Taking a moment to reflect on your blessings helps put things in perspective.
5 – Break Out The Plan
I plan the major events of my year. I write these events down, and create a visual board to represent the goals.
The wonderful thing about having a plan in writing is that you can always go back to it. You don’t have to recreate the plan.
This is important for 2 reasons:
1. Plans need to represent a positive belief. It is hard to be positive in tough times.
2. Even through my chaos, the plan has guided me. And, we have hit or exceeded or goals through all of this chaos.
6 – Do The Work
This is the hardest part.
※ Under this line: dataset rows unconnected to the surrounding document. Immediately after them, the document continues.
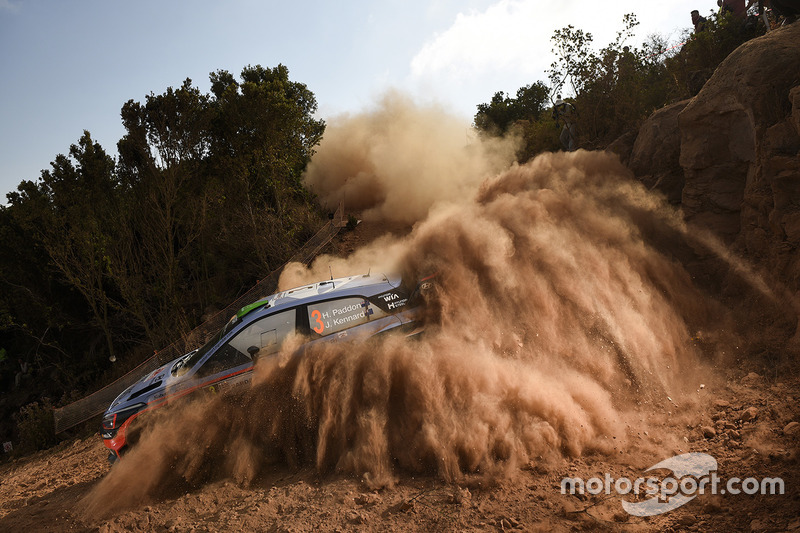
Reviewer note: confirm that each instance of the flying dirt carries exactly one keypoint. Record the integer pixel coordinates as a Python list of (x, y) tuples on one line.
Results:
[(557, 328)]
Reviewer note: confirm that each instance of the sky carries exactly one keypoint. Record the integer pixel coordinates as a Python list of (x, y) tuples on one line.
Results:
[(69, 65)]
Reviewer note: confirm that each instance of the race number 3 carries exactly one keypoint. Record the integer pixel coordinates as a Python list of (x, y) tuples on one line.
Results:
[(316, 315)]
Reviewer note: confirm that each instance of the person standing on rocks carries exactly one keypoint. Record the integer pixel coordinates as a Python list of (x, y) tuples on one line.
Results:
[(565, 112), (698, 21)]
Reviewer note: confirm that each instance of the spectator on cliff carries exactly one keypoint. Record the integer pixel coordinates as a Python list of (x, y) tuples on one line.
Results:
[(698, 21), (564, 112)]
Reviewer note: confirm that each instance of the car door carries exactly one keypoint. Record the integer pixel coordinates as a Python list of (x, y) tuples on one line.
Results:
[(347, 317), (261, 337)]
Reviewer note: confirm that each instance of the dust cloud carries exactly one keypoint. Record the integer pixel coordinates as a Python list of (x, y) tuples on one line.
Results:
[(556, 327), (395, 162)]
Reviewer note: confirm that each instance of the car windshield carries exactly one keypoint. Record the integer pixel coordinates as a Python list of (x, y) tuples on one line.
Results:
[(192, 358)]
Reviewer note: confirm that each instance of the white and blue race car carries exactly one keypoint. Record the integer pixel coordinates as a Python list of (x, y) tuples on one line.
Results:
[(355, 307)]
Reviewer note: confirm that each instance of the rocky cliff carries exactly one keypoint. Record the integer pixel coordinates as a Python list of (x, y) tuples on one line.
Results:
[(730, 156)]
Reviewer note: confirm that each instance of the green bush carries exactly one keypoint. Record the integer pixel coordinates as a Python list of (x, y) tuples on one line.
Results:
[(35, 426)]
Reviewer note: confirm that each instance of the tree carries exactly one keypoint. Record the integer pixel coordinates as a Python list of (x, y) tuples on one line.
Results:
[(503, 112), (263, 136), (67, 212)]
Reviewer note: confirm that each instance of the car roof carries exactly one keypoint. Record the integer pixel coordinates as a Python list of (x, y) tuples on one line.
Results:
[(323, 290)]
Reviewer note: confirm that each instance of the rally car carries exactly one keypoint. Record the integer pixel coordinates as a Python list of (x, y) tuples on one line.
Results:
[(345, 308)]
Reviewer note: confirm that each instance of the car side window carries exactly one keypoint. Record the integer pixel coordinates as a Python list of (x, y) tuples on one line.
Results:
[(262, 337), (332, 316)]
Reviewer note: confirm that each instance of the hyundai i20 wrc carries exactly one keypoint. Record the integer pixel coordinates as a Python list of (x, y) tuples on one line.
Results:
[(329, 311)]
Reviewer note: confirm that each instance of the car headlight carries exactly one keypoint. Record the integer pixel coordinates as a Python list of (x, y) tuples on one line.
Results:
[(113, 421)]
Just getting back to work.
When I say “work”, I’m not referring to training or coaching. Yes, that is work. But, it’s not the work I’m referring to.
I’m referring to touching and changing lives. That’s my ultimate work. To bring Power and Hope, and to Turn Learning into Earning for you!
Anyone can go through the motions of showing up to a job. You can turn your wrenches, type your words, or perform that surgery. And maybe you can do it well through the chaos.
But, the work that makes your heart sing happens when your soul is in it. When talent and passion align as one for a singular focus.
I put my soul into this. My heart is singing it’s tune to you now. It is a little sad today. But that’s ok. That’s just part of the process.
This is me getting back to the work.